Detecting whether a character is between 'a'
and 'z'
only takes one sub
and one cmp
to do the range-check. (See What is the idea behind ^= 32, that converts lowercase letters to upper and vice versa? for details.)
We can leave all character unmodified except ones that were originally lower-case letters. In ARM mode, we can easily predicate the store (acts as a NOP if the condition is false). Assuming CPUs handle this efficiently, it won't dirty the cache for strings with no lowercase characters. (@artless noise's answer does this, too, by jumping back to the top of the loop before reaching the store.)
.syntax unified
@ call this with address of string in R0
upperString_ARM_mode:
b .Lentry @ start in the middle of the loop. Or put upperString: there instead of here.
.Lloop: @ do {
sub r2, r1, #'a'
bic r1, #0x20 @ clear the lower-case bit in the original
cmp r2, #'z'-'a' @ set flags
it ls @ For Thumb2 compat; assembles to nothing in ARM mode
strbls r1, [r0, #-1] @ strb with LS predicate (Lower-or-Same unsigned <=)
@ store upcased version if (c-'a') <=(unsigned) length of alphabet
.Lentry:
ldrb r1, [r0],#1 @ zero-extending byte load (with post-increment addressing)
tst r1, r1
bne .Lloop @ }while( *p != 0 )
bx lr @ return. (R0 pointing at terminating 0 byte)

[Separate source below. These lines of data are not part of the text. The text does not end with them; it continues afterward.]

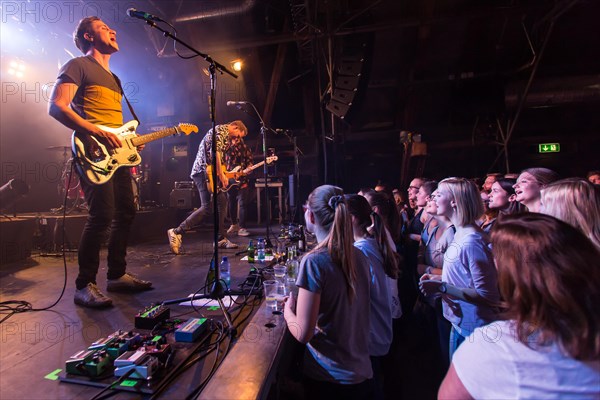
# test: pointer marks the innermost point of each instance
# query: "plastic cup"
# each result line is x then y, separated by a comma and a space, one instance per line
274, 294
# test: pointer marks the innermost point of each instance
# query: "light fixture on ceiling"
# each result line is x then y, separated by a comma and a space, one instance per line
236, 65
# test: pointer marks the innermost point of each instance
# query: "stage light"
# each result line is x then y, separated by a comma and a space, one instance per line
12, 191
236, 65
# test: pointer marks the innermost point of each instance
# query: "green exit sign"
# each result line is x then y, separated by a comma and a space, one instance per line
549, 147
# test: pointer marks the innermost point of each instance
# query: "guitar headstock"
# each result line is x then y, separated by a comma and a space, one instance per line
186, 129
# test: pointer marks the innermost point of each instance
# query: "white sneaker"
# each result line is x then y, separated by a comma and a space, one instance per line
226, 244
174, 241
91, 296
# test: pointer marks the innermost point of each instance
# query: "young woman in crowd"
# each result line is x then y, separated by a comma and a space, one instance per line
407, 288
486, 221
503, 197
331, 313
429, 222
432, 262
576, 202
370, 237
548, 344
529, 185
468, 283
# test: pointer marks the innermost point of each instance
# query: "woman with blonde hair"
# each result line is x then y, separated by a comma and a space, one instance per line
529, 185
548, 344
576, 202
331, 313
468, 283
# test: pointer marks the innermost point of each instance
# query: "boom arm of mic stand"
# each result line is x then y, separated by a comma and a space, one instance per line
220, 67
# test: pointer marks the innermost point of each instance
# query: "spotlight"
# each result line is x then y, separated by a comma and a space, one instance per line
236, 65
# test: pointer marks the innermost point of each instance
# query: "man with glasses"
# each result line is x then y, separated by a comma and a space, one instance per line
225, 136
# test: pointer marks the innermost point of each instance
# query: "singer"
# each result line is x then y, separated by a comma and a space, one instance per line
225, 136
86, 94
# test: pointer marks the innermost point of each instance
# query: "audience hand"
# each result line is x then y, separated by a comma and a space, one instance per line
430, 284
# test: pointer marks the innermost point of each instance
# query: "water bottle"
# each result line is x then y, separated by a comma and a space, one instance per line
251, 252
210, 276
260, 250
225, 271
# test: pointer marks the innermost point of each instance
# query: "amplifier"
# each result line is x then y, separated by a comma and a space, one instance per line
183, 199
185, 185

@@@ UNTESTED, except for checking that it assembles for both ARM and Thumb-2
@@@ Doesn't work for Thumb-1
Instead of starting with a b .Lentry
, you can just put the upperString
label in the middle of the loop, so calls to it made with bx upperString
start in the middle of the loop. (Usually function labels are at the top of a function, but if not then any tools that assume that will see the preceding code as part of a different function).
Re-arranging the loop to have the conditional branch at the bottom (and no unconditional branch) is called "loop rotation" optimization; that's why we have to start in the middle.
Unfortunately Thumb mode cbnz
can only jump forwards, so you can't use it as the loop branch.
This version of the function has fewer instructions in the loop than @artless noise's (7 vs. 10), but they all run every time. This is good for branch prediction, but may be worse on simple low-end CPUs that don't depend much on that.
This assembles in ARM or Thumb-2 (e.g. with arm-none-eabi-gcc -c -mcpu=cortex-m3
), but won't work on CPUs with only Thumb-1. (e.g. cortex-m0).
sub
with a destination register different from the source, and an immediate constant that large, doesn't fit in a single narrow 16-bit instruction, neither subs nor sub. Neither does strb
with an [r0, #-1]
addressing mode.
sub/cmp gets the job done in 2 instructions. For some conditions, you can use cmp
/ cmpXX
(with some predicate) to leave the flags set in some useful way. But here, cmp r1, #'a'
/ cmphs r1, #'z'
would make the LS condition true even if r1<'a'
. So one of the instructions has to be rsbs
to reverse-subtract, or you need one of the constants in a register so you can do cmp r1, #'a'
/ cmphs r2, r1
to get consistent flag-conditions without modifying any registers.
You could of course do this much faster with NEON SIMD instructions, 8 or 16 bytes at a time, especially if you know the length instead of also having to search for a terminating 0 byte. See Convert a String In C++ To Upper Case for an x86 SSE2 version.